New York City Inmates in Solitary Not Getting Exercise Time

New York City Inmates in Solitary Not Getting Exercise Time
New York: More than 90 percent of New York City jail inmates in solitary confinement aren't getting their legally mandated one hour of daily recreation time outside their cells, according to a report released on Wednesday by the city agency that oversees the nation's second-largest jail system.

Many inmates sent to solitary confinement at Rikers Island jail for violating rules go multiple days in a row locked in their cells without access to outdoor recreation cages, the New York City Board of Correction found.

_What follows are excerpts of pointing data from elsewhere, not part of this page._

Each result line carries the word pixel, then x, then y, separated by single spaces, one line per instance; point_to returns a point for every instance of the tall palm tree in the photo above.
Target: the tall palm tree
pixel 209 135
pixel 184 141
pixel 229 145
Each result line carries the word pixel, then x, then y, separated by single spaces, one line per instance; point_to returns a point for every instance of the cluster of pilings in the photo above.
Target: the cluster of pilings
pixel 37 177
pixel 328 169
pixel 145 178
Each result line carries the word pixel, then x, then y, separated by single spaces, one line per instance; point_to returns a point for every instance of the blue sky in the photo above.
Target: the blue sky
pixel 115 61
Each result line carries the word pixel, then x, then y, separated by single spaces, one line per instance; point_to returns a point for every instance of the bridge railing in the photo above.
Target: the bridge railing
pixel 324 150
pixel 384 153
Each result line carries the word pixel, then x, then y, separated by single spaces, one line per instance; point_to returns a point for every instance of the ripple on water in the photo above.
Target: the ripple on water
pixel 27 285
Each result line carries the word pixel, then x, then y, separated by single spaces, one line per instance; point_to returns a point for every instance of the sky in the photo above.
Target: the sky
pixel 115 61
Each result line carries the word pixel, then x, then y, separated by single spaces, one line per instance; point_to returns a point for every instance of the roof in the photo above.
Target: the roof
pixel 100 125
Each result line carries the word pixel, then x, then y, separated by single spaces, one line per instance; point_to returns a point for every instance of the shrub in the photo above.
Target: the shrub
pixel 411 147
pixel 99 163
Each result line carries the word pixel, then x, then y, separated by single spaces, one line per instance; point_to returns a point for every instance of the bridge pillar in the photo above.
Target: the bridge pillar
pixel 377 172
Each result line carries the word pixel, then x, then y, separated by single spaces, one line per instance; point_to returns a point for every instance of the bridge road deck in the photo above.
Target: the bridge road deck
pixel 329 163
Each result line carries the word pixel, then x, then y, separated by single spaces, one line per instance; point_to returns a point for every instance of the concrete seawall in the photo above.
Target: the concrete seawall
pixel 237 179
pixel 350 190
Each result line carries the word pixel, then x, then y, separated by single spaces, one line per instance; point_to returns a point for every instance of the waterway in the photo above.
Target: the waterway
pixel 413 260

"This hour of recreation is not a mere pleasure for prisoners," the board wrote. "For individuals who are otherwise confined alone in small, spare cells, this hour of fresh air and sunlight and exposure to other people is essential for their mental and physical health and essential to promoting safety."

The study comes as the board writes new minimum standards to be released in November that will change when and how solitary is used, especially for mentally ill and adolescent inmates.

Each day, about 600 inmates of the roughly 11,500 that make up the jail system are placed in punitive segregation, a 23-hour lock-in that government lawyers said was essentially the same as solitary confinement.

The oversight board found that access to recreation time, which inmates aren't required to go to, is elusive because guards assigned to escorting inmates frequently fail to notify prisoners in the morning to sign up.

There are also too few recreation guards, and the 32 outdoor cages are empty, devoid of even metal bars that could be used for pull-ups, the report found.

A spokesman for the head of the correction officers' union didn't respond to a request for comment.

A Department of Correction spokesman said Commissioner Joseph Ponte was aware that access to recreation is a problem and said the commissioner, as part of an agenda to reduce violence, had "already begun reviewing plans to improve the provision of recreational services to inmates."

Ponte, who was appointed in March, has vowed to turn around what he has described as a deeply troubled jail system.

The report was based on a survey of inmates in Rikers' largest solitary unit over five months in 2013 as well as a review of 14 randomly selected days of recreation time detailed in logbooks.